How many feeder items do you feed him in a day? What size? Do you offer him variety? Crickets are a good staple. Personally I hate dealing with them. But they'e always a good staple to use. You might enjoy switching to Dubia Roaches and breeding your own colony of them so you don't have to spend so much on feeders in the future. It's really easy and dubia stink less, they don't jump or fly, and are a bit more nutritious for your chameleon if I remember correctly. The most nutritious item you can feed your cham is silkworms. If there's a more nutritious feeder than silkies, someone lmk where I can find them lol.
You'lll want to upgrade to a larger cage size soon in a couple months. Aim for the 48"x24"x24" jumbo sized ones.
Do you mist throughout the day? Have a humidity gauge? Digital? Thermometer? Ambient temp is too high. Basking temp should not exceed 85 degrees and you have the ambient at that temp. I can only imagine how hot it is under his light. This shortens life span over time for your chameleon so lower those ambient temps to the mid to low 70s and get the basking temp stable at his branch, reading 80-85 degrees and you're golden.
You will want to switch to all live plants that are safe for your veiled since they tend to eat leaf matter. It's been some time since I've had a veiled and I don't want to recommend ficus or an umbrella tree, or even Pothos due to them being moldy toxic when ingested. Could cause a real problem if your cham eats the leaves a lot. if not, you might be safe with these plants. Chameleon academy has a good full-on husbandry overview of everything you need to be successful. just navigate their site and answer your own questions lol (that might read rude but what I meant was, literally you probably won't need to ask us too many other husbandry questions after thoroughly studying that site and its modules).
You need a good Digital thermometer and hydrometer, amazon sells a 2-in-1.

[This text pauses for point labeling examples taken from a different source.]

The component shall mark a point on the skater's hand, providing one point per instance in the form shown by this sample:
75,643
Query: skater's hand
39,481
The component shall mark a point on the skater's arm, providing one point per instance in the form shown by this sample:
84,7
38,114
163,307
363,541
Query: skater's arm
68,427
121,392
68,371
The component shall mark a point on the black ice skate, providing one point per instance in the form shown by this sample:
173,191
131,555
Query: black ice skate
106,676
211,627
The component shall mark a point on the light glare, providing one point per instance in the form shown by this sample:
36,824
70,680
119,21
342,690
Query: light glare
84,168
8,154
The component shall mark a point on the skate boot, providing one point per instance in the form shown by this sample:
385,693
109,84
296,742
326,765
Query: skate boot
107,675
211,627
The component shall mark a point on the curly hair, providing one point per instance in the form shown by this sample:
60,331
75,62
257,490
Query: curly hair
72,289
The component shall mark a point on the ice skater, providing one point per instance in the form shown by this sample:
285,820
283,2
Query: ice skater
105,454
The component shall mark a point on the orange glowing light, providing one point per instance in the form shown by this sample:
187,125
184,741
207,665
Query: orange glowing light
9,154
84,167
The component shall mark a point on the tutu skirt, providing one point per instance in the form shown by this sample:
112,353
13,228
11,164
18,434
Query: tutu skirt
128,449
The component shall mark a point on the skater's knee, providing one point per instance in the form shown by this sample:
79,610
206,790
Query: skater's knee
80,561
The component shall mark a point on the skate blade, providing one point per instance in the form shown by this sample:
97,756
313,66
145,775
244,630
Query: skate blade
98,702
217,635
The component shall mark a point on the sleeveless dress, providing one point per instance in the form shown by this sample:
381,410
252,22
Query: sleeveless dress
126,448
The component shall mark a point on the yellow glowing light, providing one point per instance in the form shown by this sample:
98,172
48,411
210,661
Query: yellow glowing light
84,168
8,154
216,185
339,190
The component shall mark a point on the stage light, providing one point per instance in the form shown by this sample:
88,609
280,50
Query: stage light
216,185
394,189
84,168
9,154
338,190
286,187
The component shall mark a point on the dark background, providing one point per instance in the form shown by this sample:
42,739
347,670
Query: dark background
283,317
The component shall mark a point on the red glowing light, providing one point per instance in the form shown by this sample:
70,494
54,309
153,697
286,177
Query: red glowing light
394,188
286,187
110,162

https://www.amazon.com/Reptile-Ther...jbGlja1JlZGlyZWN0JmRvTm90TG9nQ2xpY2s9dHJ1ZQ==
Several of these to test ambient temps at different levels of his cage, and one near where his basking branch is in the hottest spot so you can accurately gauge the temps and humidity levels in your Chams cage. that way you can make sure everything is stable or if you need to tweak some things around. Live plants will help with humidity and also allow him to hide from higher UVB levels higher up in the foliage at the top of the cage when he decides to thermoregulate. Which brings me to my next piece of advice:
Ditch the coil UVB bulb and get you a T5 Arcadia 6% (I believe) linear uvb bulb, and a good linear t5 fixture for it to go in. With the live plants you'll hopefully be adding you'll want to add some grow lights as well. I use 3 6500K t5 linear uvb bulbs that run directly on top and across the tops of my Chams cage. Plants are thriving. If you add a hibiscus indoors you'll wanna intensify the amount of light a bit more since they require so much direct sunlight. I believe the flowers of the hibiscus have some good nutrients in them for your cham like vitamin A in the form of beta carotene I believe.
My brains a bit foggy I'm sure I didn't touch on a lot.